Dear Bioconductor Support Forum,
we are using DESeq2 to call differentially expressed window for overlapping sliding window on transcriptomic regions (50nt, 20nt steps for testing, this can vary). Because the different properties of our data (eCLIP), csaw is not optimal for multiple reason (different preprocessing is needed, winding up in 1nt positions rather than reads, high-background signal of the data which leads to long stretches for SIME correction (although you can restrict that, this is suboptimal), RNA-binding proteins have different binding modes to transcription factors so the SIMES multiple hypothesis correction may not be appropriate, we do not want to test vs extended backgrounds (like windows + flanks) because transcriptomic backgrounds are so variable, etc). Therefore we see the need for a specialised package for iCLIP/eCLIP data instead of using the great csaw package.
Eventually our pre-processing will result in a count matrix having counts for each window for each replicate for samples (IPs) and input controls (SMI). We also have location information for all windows.
Recently, we got feedback and ended up in two approaches and would appreciate your feedback what you think is the right thing to do, or if you have any ideas or comments:
Approach 1) In short, we estimate size factors, perform DESeq2 dispersion estimation and wald test. We modified DESeq2 results function to filter windows with negative wald stat values (ie ve log2foldchanges) and do a right-tailed test on the remaining windows. For the overlapping windows, we are currently using Bonferroni to correct for overlaps (family wise error). In this case, we consider all windows around that overlaps with the current window, irrespective of whether the window is filtered out in the previous step or not. Then we perform multiple hypothesis correction on all corrected p-values. Significant windows will be reported, as well as we provide a function to merge neighbouring windows to enriched regions.
With this approach we can identify smaller binding sites, as well as long big stretches of binding.
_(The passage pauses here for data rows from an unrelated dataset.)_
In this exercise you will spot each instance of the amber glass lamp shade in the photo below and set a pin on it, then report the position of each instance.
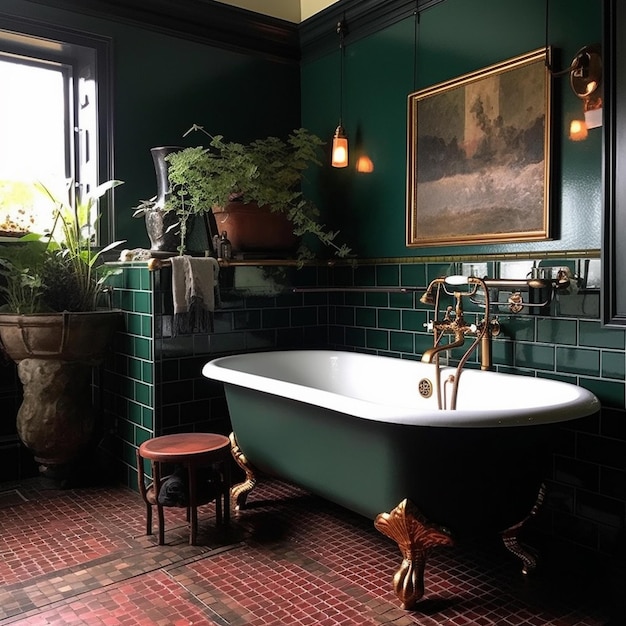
(578, 130)
(340, 148)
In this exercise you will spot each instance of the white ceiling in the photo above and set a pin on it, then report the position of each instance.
(291, 10)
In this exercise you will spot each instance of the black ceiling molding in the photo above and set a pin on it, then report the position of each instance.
(318, 35)
(204, 21)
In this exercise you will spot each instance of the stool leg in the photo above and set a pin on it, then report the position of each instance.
(193, 509)
(141, 482)
(156, 473)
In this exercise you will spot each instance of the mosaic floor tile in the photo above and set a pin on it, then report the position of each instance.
(80, 557)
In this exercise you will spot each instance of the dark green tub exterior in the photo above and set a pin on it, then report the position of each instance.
(469, 480)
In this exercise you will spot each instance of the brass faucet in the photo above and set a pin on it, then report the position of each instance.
(457, 326)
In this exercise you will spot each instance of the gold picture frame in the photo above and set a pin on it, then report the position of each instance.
(479, 156)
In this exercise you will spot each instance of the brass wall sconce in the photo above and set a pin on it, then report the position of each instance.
(339, 156)
(585, 74)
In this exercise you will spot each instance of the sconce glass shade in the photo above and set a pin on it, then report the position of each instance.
(578, 130)
(340, 148)
(364, 164)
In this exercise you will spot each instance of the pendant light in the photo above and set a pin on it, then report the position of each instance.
(339, 156)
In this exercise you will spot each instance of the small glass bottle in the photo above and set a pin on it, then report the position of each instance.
(224, 248)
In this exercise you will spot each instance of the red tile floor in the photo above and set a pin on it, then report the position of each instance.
(80, 556)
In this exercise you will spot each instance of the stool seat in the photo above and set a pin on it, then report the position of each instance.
(192, 451)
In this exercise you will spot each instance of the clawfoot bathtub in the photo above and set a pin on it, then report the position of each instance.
(364, 431)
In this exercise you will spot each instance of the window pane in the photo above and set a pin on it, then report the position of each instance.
(33, 143)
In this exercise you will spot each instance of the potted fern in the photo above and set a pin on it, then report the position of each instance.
(253, 190)
(52, 327)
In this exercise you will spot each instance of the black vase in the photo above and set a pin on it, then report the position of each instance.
(162, 226)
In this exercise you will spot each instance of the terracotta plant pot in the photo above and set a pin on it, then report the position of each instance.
(55, 354)
(256, 230)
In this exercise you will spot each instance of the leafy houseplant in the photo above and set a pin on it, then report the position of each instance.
(266, 173)
(51, 327)
(58, 271)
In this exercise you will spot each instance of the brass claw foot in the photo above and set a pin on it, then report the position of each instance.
(415, 538)
(512, 543)
(239, 492)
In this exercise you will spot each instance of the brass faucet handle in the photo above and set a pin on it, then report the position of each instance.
(494, 327)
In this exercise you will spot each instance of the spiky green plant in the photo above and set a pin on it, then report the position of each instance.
(59, 271)
(266, 171)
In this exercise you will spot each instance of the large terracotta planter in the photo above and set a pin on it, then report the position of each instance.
(55, 354)
(256, 230)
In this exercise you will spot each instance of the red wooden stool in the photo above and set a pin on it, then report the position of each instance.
(193, 451)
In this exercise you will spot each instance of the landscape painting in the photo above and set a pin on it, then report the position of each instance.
(478, 156)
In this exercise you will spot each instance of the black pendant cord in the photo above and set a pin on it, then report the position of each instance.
(341, 30)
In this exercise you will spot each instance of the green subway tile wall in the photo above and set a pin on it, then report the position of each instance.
(156, 385)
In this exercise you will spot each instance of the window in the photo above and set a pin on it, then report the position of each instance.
(54, 117)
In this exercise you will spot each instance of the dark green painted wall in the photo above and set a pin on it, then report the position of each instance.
(453, 38)
(163, 84)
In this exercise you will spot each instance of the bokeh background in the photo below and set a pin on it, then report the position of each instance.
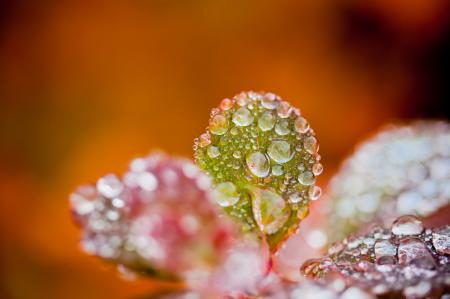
(87, 85)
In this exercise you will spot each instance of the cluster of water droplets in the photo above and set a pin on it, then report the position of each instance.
(402, 170)
(406, 260)
(259, 140)
(159, 219)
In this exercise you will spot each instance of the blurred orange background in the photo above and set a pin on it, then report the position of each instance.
(87, 85)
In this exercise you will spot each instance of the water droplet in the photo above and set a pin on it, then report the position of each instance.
(407, 225)
(301, 125)
(384, 248)
(441, 240)
(284, 109)
(279, 151)
(410, 249)
(226, 194)
(109, 186)
(311, 268)
(269, 210)
(258, 164)
(317, 169)
(218, 125)
(205, 140)
(277, 170)
(306, 178)
(242, 99)
(266, 121)
(314, 192)
(242, 117)
(226, 104)
(268, 101)
(237, 154)
(294, 197)
(213, 151)
(310, 144)
(282, 128)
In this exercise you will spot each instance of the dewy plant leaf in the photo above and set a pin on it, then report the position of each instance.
(263, 158)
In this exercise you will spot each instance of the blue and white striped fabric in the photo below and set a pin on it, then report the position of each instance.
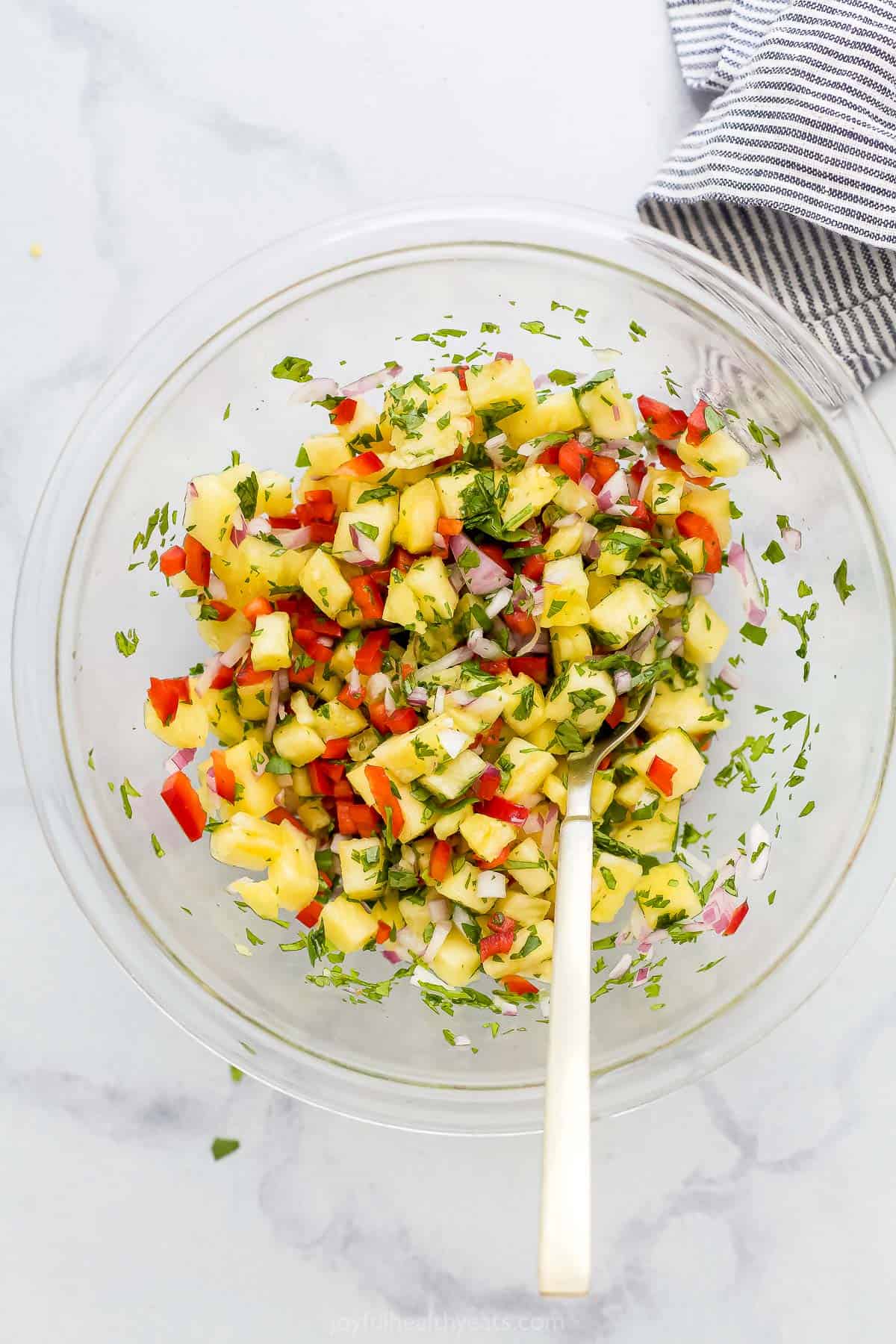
(790, 176)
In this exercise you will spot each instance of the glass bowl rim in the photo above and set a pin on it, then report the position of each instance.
(706, 1046)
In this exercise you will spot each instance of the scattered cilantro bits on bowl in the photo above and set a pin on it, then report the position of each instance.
(462, 588)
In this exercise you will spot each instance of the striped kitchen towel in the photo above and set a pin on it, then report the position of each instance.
(790, 178)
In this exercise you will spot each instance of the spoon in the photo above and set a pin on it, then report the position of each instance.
(564, 1249)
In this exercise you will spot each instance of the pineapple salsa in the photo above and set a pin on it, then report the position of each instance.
(467, 586)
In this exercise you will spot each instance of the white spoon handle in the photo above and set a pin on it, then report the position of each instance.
(564, 1250)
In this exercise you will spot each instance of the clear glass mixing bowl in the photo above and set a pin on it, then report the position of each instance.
(359, 290)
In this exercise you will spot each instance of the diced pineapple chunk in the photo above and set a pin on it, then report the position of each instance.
(704, 632)
(524, 710)
(494, 388)
(324, 584)
(620, 549)
(715, 505)
(461, 887)
(361, 867)
(187, 729)
(612, 880)
(583, 694)
(667, 894)
(676, 749)
(418, 512)
(348, 925)
(246, 841)
(716, 455)
(527, 768)
(487, 836)
(326, 453)
(457, 960)
(608, 411)
(625, 612)
(296, 742)
(210, 511)
(514, 964)
(528, 867)
(528, 494)
(272, 643)
(555, 414)
(684, 709)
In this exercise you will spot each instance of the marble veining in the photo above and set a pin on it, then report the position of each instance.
(146, 149)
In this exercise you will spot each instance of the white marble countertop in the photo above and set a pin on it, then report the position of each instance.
(144, 149)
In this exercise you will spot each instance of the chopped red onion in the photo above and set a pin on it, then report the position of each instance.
(314, 390)
(234, 652)
(702, 585)
(613, 491)
(497, 603)
(181, 759)
(484, 577)
(370, 381)
(481, 645)
(449, 660)
(491, 885)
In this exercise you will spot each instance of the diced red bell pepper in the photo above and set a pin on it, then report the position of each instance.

We do not see any unspecific length biases from the target (longer RNAs are not preferred). We could validate various hits of the results in the lab of three independent proteins and are very happy and confident about results so far. Of course this is a rather a conservative approach.
We got the feedback that DESeq2 and IHW can handle overlaps, as long as the covariate is independent, like baseMean and should try
DESeq2 with right-tailed testing, but without any correction for overlaps. IHW for multiple hypothesis correction and again, the possibility to merge significant windows.
Problem: with this approach we do see slight length biases (longer RNAs are more targets) - however less than current peak callers. Naturally, the same top targets which we validated are found, but more windows are significant. It seems that this approach accumulates false positives.
We would like feedback if you think approach 1, 2 or none is correct and especially would appreciate ideas or comments.
Eventually we will work an approach with wavelets but for now approach 1 or 2 are showing promising results compared to current methods. Current gold standards for eCLIP analysis do not use replicates or just start using them and most of them do not use the control properly.
Thank you very much and we are happy to hear your comments.